Assim, os comandantes das Forças Armadas ameaçaram o presidente da CPI em nota conjunta do Exército, Marinha e Aeronáutica. Nesta quinta-feira, para completar o quadro de ameaças dos militares ao Parlamento e ao Supremo Tribunal Federal (STF), o Clube Militar soltou uma nota defendendo o posicionamento do Ministério da Defesa e da cúpula militar, que se manifestaram contra as acusações do senador.

Militares transpiram impunidade

Este tipo de ameaça só acontece por que o Brasil não puniu os torturadores e estas vozes que se insurgem agora contra as instituições democráticas são resultado destes mais de 50 anos de impunidade.
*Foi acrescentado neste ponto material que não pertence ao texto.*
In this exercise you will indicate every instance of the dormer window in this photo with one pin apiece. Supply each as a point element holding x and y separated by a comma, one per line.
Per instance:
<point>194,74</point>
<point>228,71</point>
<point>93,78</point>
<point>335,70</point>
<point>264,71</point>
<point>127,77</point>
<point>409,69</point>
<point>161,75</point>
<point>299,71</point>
A vizinha Argentina, por exemplo, foi a que mais puniu militares golpistas. O país condenou mais de 200 militares e civis por envolvimento em prisões, torturas, desaparecimentos e mortes. Números de ONGs e organismos internacionais de defesa dos direitos humanos apontam que, entre 1976 e 1983, pelo menos 30 mil civis foram mortos.

No Chile, a mobilização para punir os responsáveis por crimes começou antes do fim da ditadura de Augusto Pinochet. A Comissão da Verdade sobre Prisão Política e Tortura, mais conhecida como Comissão Valech (presidida pelo bispo Sergio Valech) ouviu mais de 35 mil pessoas que sofreram abusos. No último relatório, a comissão apontou 40 mil vítimas oficiais da ditadura, sendo 3.225 mortos ou desaparecidos.

O número de condenações no Chile é baixo comparado ao caso argentino. O processo começou em 1994, com a condenação de 15 carabineiros e um civil à prisão perpétua. Em 2005, foi a vez do general Manuel Contreras, chefe da Dina (direção de inteligência da polícia chilena nos anos de chumbo) até 1977, e mais 15 ex-agentes serem condenados pela execução de 14 militantes.

Já o Uruguai conseguiu condenar dez militares, incluindo o ditador Gregorio Alvarez e o ex-presidente Juan María Bordaberry.